Diese Prozesse sind Teil des gesellschaftlichen Wandels in Richtung post-industrielle Gesellschaft, denn das Geschlechterverhältnis wird dabei in anderer Weise thematisiert und reguliert als im industriegesellschaftlichen Kontext. Es spiegelt sich die Veränderung des subjektiven Sinns von Berufstätigkeit auch in den öffentlich kommunizierten Leitbildern, an denen sich das individuelle Handeln implizit orientiert; während bislang eine krasse Alternative zwischen der "guten Mutter" und der "berufstätigen Frau" gesehen wurde, setzt sich nun das (post-industrielle) Leitbild der berufstätigen Mutter durch. Eine außerhäusliche Tätigkeit schadet demnach dem Kind nicht. Dass dieses Leitbild heute das bei weitem dominante ist, ist empirisch belegt, und daran können auch publizistische Schlachten, die immer wieder neu eröffnet werden, nichts ändern. Zur Illustration ein prägnantes Zitat aus einer Studie, die in meinem Arbeitsbereich kürzlich abgeschlossen wurde: "Je berufstätiger ich bin, desto besser bin ich als Mutter."
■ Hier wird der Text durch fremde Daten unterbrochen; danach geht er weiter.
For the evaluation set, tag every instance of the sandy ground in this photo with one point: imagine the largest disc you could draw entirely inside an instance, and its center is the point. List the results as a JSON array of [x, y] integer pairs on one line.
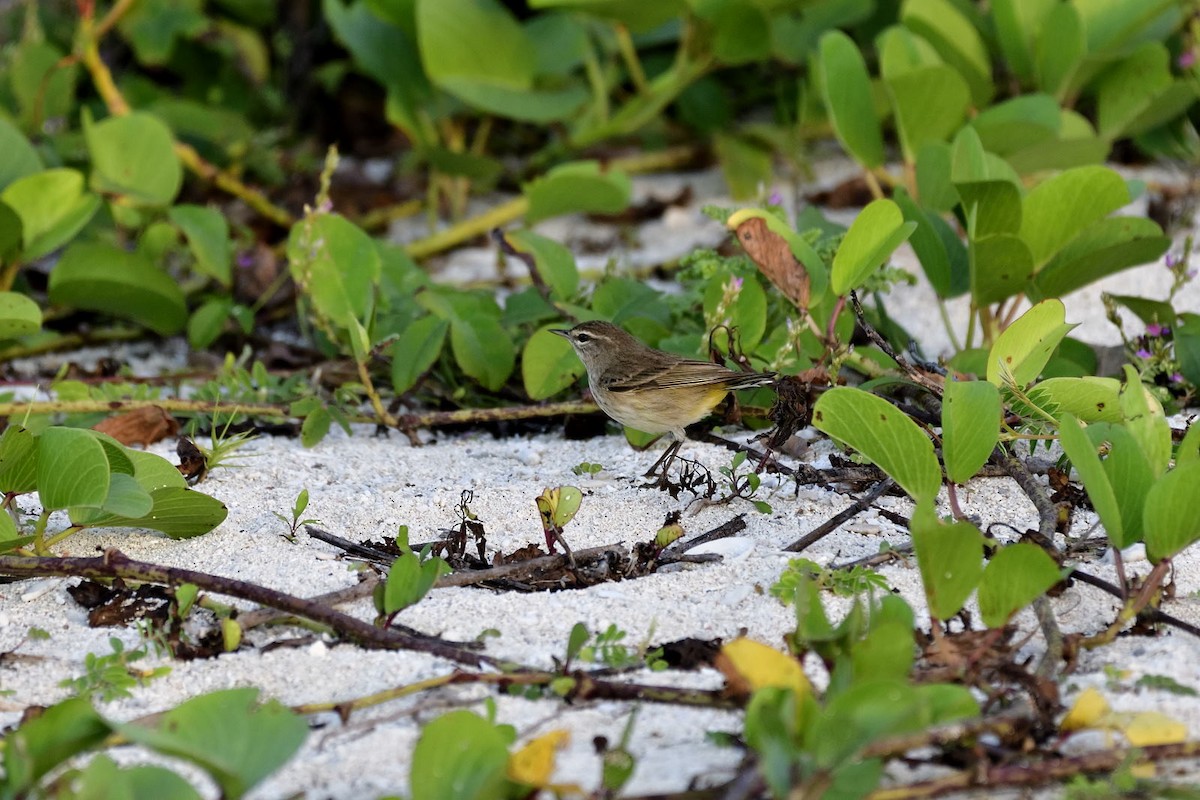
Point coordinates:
[[363, 487]]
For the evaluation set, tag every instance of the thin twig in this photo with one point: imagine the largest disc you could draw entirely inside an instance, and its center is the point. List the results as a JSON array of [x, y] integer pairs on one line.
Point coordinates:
[[858, 506], [115, 564]]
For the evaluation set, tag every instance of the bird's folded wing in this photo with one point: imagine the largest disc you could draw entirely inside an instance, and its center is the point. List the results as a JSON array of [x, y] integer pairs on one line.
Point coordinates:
[[681, 373]]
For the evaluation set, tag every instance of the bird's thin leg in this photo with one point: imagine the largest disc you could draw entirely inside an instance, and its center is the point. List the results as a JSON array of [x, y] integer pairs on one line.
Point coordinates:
[[665, 461]]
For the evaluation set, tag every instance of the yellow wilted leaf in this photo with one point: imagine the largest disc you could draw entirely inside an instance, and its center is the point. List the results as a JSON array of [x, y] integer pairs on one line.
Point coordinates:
[[1089, 708], [1147, 728], [757, 665], [534, 763]]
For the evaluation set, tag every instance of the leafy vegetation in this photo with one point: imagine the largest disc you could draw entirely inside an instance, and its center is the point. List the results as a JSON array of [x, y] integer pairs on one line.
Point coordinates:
[[154, 174]]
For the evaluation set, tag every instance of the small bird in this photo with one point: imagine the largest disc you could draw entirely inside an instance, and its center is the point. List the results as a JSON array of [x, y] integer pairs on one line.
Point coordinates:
[[649, 390]]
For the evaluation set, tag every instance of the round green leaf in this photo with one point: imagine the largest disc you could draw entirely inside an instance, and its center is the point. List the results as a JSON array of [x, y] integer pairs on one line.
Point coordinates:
[[1057, 209], [580, 186], [949, 557], [53, 208], [135, 156], [876, 232], [417, 349], [72, 469], [460, 756], [101, 277], [208, 236], [1081, 452], [971, 415], [233, 737], [484, 350], [1025, 346], [1013, 578], [1169, 516], [846, 90], [19, 157], [885, 434], [337, 264], [19, 316], [549, 365]]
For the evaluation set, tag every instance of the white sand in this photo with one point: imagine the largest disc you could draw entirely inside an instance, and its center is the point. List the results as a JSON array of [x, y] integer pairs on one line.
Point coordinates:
[[363, 487]]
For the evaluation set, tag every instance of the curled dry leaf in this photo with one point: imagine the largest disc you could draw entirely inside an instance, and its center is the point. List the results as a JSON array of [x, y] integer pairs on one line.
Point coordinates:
[[142, 427], [774, 258]]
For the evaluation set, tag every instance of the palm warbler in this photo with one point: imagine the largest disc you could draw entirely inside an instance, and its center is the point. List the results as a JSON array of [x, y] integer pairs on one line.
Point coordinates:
[[649, 390]]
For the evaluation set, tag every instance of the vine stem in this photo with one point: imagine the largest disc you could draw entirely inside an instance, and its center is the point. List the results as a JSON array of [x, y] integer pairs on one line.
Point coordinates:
[[114, 564], [117, 104]]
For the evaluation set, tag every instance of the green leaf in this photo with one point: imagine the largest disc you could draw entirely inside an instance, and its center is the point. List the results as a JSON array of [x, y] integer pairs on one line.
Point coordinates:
[[179, 512], [47, 740], [97, 276], [1018, 124], [1017, 25], [555, 263], [133, 156], [18, 461], [846, 90], [154, 471], [934, 186], [1105, 247], [484, 350], [1056, 210], [208, 322], [1146, 421], [957, 40], [747, 314], [1023, 349], [53, 208], [929, 104], [72, 469], [1169, 516], [581, 186], [940, 251], [885, 434], [1129, 475], [1013, 578], [103, 779], [19, 316], [153, 25], [417, 349], [228, 734], [1087, 398], [1081, 452], [745, 163], [549, 365], [1059, 49], [336, 264], [21, 158], [971, 416], [409, 579], [477, 50], [1000, 266], [949, 557], [460, 756], [874, 235], [208, 236]]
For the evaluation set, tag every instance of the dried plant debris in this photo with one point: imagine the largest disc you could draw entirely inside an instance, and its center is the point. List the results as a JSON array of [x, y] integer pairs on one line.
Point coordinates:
[[118, 605]]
Zugleich wird der eigenständige Berufsverlauf von Frauen auch institutionell gefordert; während im industriegesellschaftlich geprägten "Modell Deutschland" die Institutionen einschließlich der Tarifpolitik so gebaut waren, dass ab dem Facharbeiterniveau ein Familienlohn gezahlt wurde, soll heute tendenziell jeder und jede Erwachsene für den eigenen Lebensunterhalt erwerbstätig sein. So nimmt die Sozial- und Arbeitsmarktpolitik zunehmend den "adult worker" (Lewis 2004) in den Blick – die erwachsene Person, die unabhängig von Geschlecht und Lebensform erwerbstätig ist. In der Renten- und der Arbeitslosenversicherung wird zunehmend der je individuelle Beitrag für die Absicherung relevant, die überkommene ehebezogene Absicherung verheirateter Frauen ist schon jetzt vielfach nicht mehr "armutsfest". Konzeptionell kann hinter dieser Tendenz der Übergang vom "sorgenden Wohlfahrtsstaat", der dem einzelnen Erwerbstätigen Stabilität und Erwartungssicherheit bot, zum "aktivierenden Wohlfahrtsstaat" identifiziert werden (vgl. die Beiträge in Evers/Heinze 2008), der von den Erwerbstätigen aktive Erwerbsstrategien, Mobilität, Innovationsbereitschaft – insgesamt die Fähigkeit, mit Unsicherheit produktiv umzugehen, erwartet.